Minor spoilers below.
The major thing for me is that this is what I’ve seen called a HFN ending – a happy-for-now ending instead of a happy-ever-after one. In particular, it’s a HFN ending with an implicit very unhappy ending to follow sometime after the books is over. Unless there’s a sequel which resolves the issue – and to be honest I’m not sure I want a sequel – one member of a couple being immortal, and the other one not? The mortal is eventually going to die and leave the immortal one alone. So having your characters walk off-screen holding hands feels like a slap in the face; the immediate threat has been resolved, but the story isn’t over – despite the fact that the way it was written does make me think no sequel is intended.
Unhappy endings, I get (although I dislike them). Happy endings, I get. Unhappy endings that pose as happy ones? For some reason I find those deeply upsetting. I can’t see how to put the ‘why’ of it into words, though, so I’m just going to hope that you can make sense of that.

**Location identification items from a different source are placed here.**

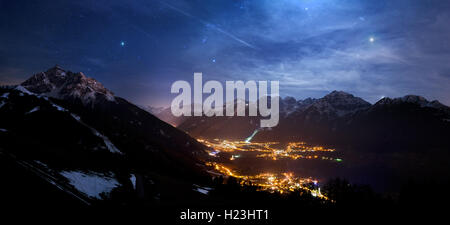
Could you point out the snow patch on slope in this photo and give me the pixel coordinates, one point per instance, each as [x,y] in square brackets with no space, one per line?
[92,184]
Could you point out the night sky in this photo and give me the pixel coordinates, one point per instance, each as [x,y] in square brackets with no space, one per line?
[138,49]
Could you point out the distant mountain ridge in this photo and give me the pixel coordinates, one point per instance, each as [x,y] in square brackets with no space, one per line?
[339,118]
[78,132]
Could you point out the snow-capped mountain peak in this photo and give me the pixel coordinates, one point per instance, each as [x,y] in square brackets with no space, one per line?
[59,83]
[412,99]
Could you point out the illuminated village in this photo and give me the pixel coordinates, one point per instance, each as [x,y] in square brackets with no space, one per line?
[282,182]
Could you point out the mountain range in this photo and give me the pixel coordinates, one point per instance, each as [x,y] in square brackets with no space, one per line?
[340,119]
[70,130]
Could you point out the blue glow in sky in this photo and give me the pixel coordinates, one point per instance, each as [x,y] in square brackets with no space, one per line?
[368,48]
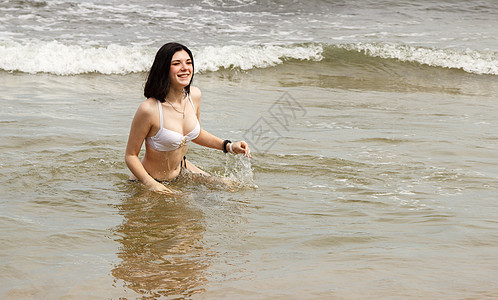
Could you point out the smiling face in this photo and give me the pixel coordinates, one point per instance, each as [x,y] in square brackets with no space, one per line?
[181,69]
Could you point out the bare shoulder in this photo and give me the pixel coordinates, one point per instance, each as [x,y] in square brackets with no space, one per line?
[196,94]
[147,108]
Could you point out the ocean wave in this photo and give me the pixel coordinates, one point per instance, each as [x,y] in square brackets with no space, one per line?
[61,59]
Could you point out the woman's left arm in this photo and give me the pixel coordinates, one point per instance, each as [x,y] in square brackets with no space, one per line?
[207,139]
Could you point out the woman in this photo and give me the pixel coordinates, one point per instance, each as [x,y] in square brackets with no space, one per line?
[168,120]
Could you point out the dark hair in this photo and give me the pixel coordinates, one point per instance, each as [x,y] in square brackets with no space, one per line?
[158,83]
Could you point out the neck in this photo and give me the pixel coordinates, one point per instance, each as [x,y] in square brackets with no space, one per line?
[175,95]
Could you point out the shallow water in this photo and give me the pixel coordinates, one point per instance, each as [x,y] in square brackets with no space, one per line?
[380,191]
[373,129]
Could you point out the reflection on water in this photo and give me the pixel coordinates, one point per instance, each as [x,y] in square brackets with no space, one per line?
[161,246]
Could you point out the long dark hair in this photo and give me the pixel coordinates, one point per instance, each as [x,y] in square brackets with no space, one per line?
[158,84]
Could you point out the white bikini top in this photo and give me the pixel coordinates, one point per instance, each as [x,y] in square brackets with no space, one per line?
[168,140]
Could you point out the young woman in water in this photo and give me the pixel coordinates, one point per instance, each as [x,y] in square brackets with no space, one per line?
[168,120]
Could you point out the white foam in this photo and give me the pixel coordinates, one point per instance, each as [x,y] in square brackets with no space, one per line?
[57,58]
[472,61]
[61,59]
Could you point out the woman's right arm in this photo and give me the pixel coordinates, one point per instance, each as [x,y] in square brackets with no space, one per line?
[140,128]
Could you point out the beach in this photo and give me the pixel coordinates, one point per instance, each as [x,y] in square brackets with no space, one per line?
[373,128]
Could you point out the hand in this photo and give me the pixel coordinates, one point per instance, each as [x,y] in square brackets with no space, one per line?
[241,148]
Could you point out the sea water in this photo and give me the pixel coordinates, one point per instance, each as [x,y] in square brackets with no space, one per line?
[373,128]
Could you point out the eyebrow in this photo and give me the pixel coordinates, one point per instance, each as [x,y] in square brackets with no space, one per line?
[179,60]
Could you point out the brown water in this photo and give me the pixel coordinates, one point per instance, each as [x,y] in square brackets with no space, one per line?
[371,186]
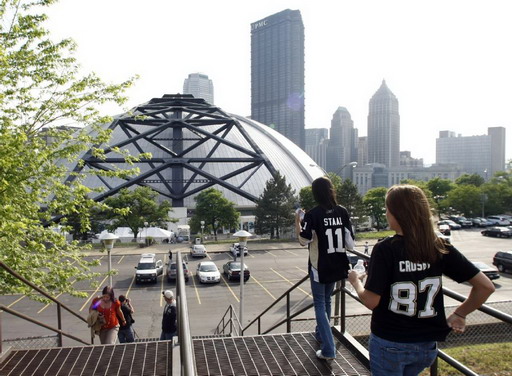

Although the opening was wonderful, and Silver and Tobias’ first meeting was utterly delightful (‘now that’s just slander’ will be making me laugh for a while!) I was not at all convinced by their almost-romance. The revelation that comes when Tobias meets Silver’s mother suddenly reframes all of Silver’s behaviour in a very different light, and I’m not sure if I was supposed to find it cute or funny or what – but instead it just felt manipulative, needless and awful. It also makes absolutely no sense to me why Silver chose to behave in the way he did; the only vaguely believable motive I can come up with is that he enjoys messing with people, or else that he was…constantly and consistently lying? For his own enjoyment, or for no reason at all? I have no idea. But it certainly didn’t make me see him in a good light, and that wouldn’t be so much of an issue if I thought the writer had intended for me to feel that way. Instead, it just feels like weak writing.
I wonder if this might have done better as a novel rather than a novella; defeating the Big Bad, for example, seemed much, much simpler than I would have expected, and his actual defeat seemed to happen so easily. It feels rushed, as does the fateful year (or half-year? I only read this about an hour ago and I’m already losing details, that’s how an impression it made on me) when Tobias is on his own. Being able to spread the story out across more pages and add a lot more details might have made this into something really special; it might just not have had the room it needed in a novella to tell the story properly.
Either way, I suspect I won’t be looking up this author again.